Now you have a solid grasp of the Italian verb “dire” – its meaning, conjugations, sentence examples, and common expressions. With this vital communication verb in your toolkit, you’ll be able to describe what people said, tell someone to do something, and express opinions more naturally in Italian. Refer back to this guide whenever you need a refresher on “dire”. Understanding basic building blocks like these is essential as you progress on your Italian learning journey.

Next, you should learn the Italian verb andare and the very important one – avere.



Frequently Asked Questions

What is the conjugation of Dire?

The conjugation of the Italian verb dire in the present tense is: io dico, tu dici, lui/lei dice, noi diciamo, voi dite, loro dicono.
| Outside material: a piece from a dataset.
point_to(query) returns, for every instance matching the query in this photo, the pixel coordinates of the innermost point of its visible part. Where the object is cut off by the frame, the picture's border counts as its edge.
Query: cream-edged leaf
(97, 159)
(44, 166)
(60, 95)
What is the dire command in Italian?

The imperative form for giving a command with the Italian verb dire would be di’ (informal singular), dica (formal singular), diciamo (first person plural), dite (informal plural).

How do you pronounce dire in Italian?

Dire is pronounced “DEE-reh” in Italian. The stress is on the first syllable.

Is Dire a regular verb?

No, the Italian verb dire is an irregular verb.

What is the past tense of dire in Italian?

The passato prossimo (recent past) of dire is: ho detto, hai detto, ha detto, abbiamo detto, avete detto, hanno detto.

What is the Latin word for dire?

The Latin word for “to say” is dicere, which is related to the Italian dire.

What are 2 synonyms for dire?

Two synonyms for dire in Italian are raccontare (to tell) and affermare (to state/assert).

What does dire someone mean?

That’s not something you would say in Italian, since “dire someone” includes an Italian and an English word. However, the two words mean to tell a person something. 

What does very dire mean?

That’s a wrong expression, at least in Italian, as it’s using an English word and an Italian one.